METHODS::Since the discovery of dental pulp stem cells, a lot of teams have expressed an interest in dental pulp regeneration. Many approaches, experimental models and biological explorations have been developed, each including the use of stem cells and scaffolds with the final goal being clinical application in humans. In this review, the authors' objective was to compare the experimental models and strategies used for the development of biomaterials for tissue engineering of dental pulp with stem cells. Electronic queries were conducted on PubMed using the following terms: pulp regeneration, scaffold, stem cells, tissue engineering and biomaterial.
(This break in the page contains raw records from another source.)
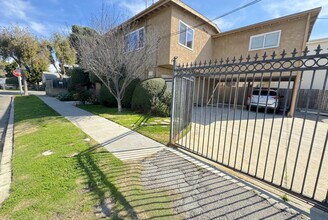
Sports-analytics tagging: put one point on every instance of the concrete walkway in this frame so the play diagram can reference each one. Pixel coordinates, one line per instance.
(4, 117)
(200, 195)
(124, 143)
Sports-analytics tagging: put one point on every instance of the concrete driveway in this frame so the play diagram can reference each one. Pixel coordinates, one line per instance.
(241, 142)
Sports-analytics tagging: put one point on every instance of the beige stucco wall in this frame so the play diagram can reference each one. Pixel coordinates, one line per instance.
(203, 43)
(236, 44)
(320, 75)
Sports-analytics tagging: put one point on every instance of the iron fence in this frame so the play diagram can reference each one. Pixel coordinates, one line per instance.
(254, 115)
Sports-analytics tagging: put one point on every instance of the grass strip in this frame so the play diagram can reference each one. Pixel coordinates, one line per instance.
(79, 180)
(157, 128)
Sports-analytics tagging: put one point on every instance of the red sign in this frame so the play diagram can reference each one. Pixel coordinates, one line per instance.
(17, 73)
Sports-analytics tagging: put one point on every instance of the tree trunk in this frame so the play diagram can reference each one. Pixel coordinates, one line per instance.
(24, 80)
(119, 104)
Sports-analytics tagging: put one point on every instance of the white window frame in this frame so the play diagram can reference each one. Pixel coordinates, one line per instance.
(193, 35)
(264, 35)
(132, 32)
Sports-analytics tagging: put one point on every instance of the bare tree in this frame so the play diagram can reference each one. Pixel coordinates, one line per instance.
(117, 54)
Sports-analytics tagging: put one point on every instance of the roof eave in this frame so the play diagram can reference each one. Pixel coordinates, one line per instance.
(313, 13)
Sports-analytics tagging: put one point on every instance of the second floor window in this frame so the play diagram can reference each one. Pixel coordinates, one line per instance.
(267, 40)
(186, 36)
(135, 40)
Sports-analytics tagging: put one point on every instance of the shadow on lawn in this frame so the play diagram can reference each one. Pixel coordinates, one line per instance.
(100, 182)
(166, 186)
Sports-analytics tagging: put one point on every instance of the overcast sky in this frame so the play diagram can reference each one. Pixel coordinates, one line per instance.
(46, 16)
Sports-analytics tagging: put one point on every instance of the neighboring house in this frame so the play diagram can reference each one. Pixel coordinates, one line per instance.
(185, 33)
(49, 76)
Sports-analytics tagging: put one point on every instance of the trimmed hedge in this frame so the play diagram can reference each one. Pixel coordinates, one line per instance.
(65, 96)
(152, 96)
(12, 80)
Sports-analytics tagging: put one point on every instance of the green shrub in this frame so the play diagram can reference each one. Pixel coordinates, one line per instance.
(151, 96)
(127, 98)
(82, 94)
(79, 78)
(65, 96)
(106, 98)
(12, 80)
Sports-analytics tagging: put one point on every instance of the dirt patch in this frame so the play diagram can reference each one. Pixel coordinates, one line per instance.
(203, 194)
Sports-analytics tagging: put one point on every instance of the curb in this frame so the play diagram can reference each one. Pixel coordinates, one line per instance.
(5, 166)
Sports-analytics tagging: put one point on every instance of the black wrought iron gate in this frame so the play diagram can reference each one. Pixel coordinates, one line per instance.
(266, 117)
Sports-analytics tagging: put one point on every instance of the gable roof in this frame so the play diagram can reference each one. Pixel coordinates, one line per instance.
(161, 4)
(313, 13)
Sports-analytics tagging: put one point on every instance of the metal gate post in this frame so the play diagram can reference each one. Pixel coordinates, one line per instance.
(172, 139)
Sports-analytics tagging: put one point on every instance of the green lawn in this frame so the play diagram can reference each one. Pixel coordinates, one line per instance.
(77, 179)
(157, 128)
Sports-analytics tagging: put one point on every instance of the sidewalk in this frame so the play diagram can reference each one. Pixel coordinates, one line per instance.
(203, 192)
(124, 143)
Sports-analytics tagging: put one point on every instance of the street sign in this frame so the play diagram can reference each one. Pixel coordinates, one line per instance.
(17, 72)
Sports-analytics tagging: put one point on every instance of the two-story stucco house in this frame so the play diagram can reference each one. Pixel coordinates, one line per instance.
(185, 33)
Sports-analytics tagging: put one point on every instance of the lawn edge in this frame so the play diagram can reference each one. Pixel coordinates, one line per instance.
(6, 166)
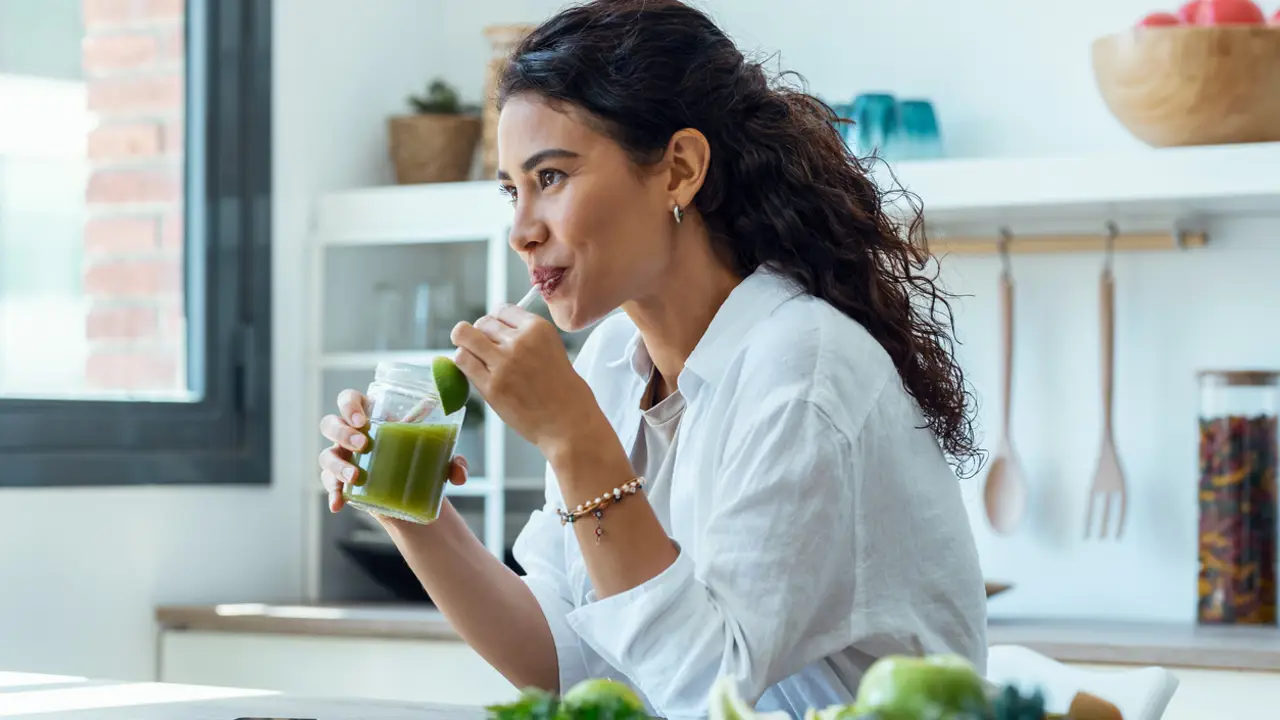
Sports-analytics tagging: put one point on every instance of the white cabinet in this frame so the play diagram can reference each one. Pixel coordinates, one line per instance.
(421, 670)
(1205, 695)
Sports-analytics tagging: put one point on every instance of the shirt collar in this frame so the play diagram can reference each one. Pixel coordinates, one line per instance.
(754, 299)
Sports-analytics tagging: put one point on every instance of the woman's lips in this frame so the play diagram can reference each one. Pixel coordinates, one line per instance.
(548, 278)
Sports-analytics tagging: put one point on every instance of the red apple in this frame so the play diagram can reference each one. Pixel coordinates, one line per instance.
(1229, 12)
(1160, 19)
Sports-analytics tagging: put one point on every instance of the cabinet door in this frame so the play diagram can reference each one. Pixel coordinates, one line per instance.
(443, 671)
(1216, 693)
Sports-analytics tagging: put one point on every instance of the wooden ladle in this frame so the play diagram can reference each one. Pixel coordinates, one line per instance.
(1005, 492)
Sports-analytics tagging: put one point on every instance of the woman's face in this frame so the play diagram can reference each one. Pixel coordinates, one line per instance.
(594, 229)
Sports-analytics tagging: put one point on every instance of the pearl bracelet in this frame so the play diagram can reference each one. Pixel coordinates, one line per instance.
(598, 505)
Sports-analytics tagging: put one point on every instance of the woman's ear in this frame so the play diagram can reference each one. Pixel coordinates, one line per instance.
(689, 155)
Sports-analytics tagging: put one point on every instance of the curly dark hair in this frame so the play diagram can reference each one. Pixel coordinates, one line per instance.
(782, 188)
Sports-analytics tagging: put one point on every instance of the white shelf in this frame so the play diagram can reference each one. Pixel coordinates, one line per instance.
(1152, 187)
(1162, 185)
(453, 212)
(370, 360)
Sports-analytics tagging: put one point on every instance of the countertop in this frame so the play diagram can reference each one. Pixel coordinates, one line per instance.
(1086, 641)
(78, 698)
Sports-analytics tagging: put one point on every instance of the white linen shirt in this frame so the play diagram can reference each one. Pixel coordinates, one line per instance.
(817, 522)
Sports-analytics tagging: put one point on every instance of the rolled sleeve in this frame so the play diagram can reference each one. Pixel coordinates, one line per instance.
(539, 551)
(767, 593)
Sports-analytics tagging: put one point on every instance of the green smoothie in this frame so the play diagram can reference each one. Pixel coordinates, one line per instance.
(406, 472)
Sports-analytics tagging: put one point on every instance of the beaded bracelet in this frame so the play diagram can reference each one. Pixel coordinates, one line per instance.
(598, 505)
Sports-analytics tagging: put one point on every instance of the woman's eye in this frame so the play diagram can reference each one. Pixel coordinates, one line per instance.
(548, 177)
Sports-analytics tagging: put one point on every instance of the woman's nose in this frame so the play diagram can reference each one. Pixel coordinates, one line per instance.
(526, 232)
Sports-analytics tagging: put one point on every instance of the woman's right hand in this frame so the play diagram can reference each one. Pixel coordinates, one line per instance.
(347, 431)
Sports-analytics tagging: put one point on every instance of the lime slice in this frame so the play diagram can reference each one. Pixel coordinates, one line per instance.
(451, 384)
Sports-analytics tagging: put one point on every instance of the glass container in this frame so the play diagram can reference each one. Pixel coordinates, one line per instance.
(1238, 464)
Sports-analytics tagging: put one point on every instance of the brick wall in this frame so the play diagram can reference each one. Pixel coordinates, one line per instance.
(133, 236)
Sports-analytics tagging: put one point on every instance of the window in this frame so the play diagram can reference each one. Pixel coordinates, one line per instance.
(135, 226)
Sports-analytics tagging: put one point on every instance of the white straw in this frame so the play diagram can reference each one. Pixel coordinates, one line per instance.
(528, 299)
(428, 404)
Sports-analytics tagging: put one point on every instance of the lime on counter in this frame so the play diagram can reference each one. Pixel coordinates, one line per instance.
(451, 384)
(937, 686)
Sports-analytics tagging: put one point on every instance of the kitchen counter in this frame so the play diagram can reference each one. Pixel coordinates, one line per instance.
(78, 698)
(1083, 642)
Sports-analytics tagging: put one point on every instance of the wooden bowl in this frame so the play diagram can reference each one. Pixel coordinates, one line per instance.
(1192, 85)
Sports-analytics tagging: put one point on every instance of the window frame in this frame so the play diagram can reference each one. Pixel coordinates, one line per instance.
(224, 437)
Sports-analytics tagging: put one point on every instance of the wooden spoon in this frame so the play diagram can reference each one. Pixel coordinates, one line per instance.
(1109, 482)
(1005, 493)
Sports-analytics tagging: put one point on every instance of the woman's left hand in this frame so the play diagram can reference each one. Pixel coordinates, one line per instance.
(519, 364)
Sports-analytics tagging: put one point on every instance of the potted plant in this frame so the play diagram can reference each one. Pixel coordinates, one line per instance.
(437, 141)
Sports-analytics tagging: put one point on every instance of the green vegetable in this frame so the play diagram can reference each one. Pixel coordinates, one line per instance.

The extracted data included the following information: the strategy envisaged, the type of stem cells, the experimental models, the exploration or analysis methods, the cytotoxicity or viability or proliferation cellular tests, the tests of scaffold antibacterial properties and take into account the vascularization of the regenerated dental pulp. From the 71 selected articles, 59% focused on the "cell-transplantation" strategy, 82% used in vitro experimentation, 58% in vivo animal models and only one described an in vivo in situ human clinical study. 87% used dental pulp stem cells. A majority of the studies reported histology (75%) and immunohistochemistry explorations (66%). 73% mentioned the use of cytotoxicity, proliferation or viability tests. 48% took vascularization into account but only 6% studied the antibacterial properties of the scaffolds. This article gives an overview of the methods used to regenerate dental pulp from stem cells and should help researchers create the best development strategies for research in this field.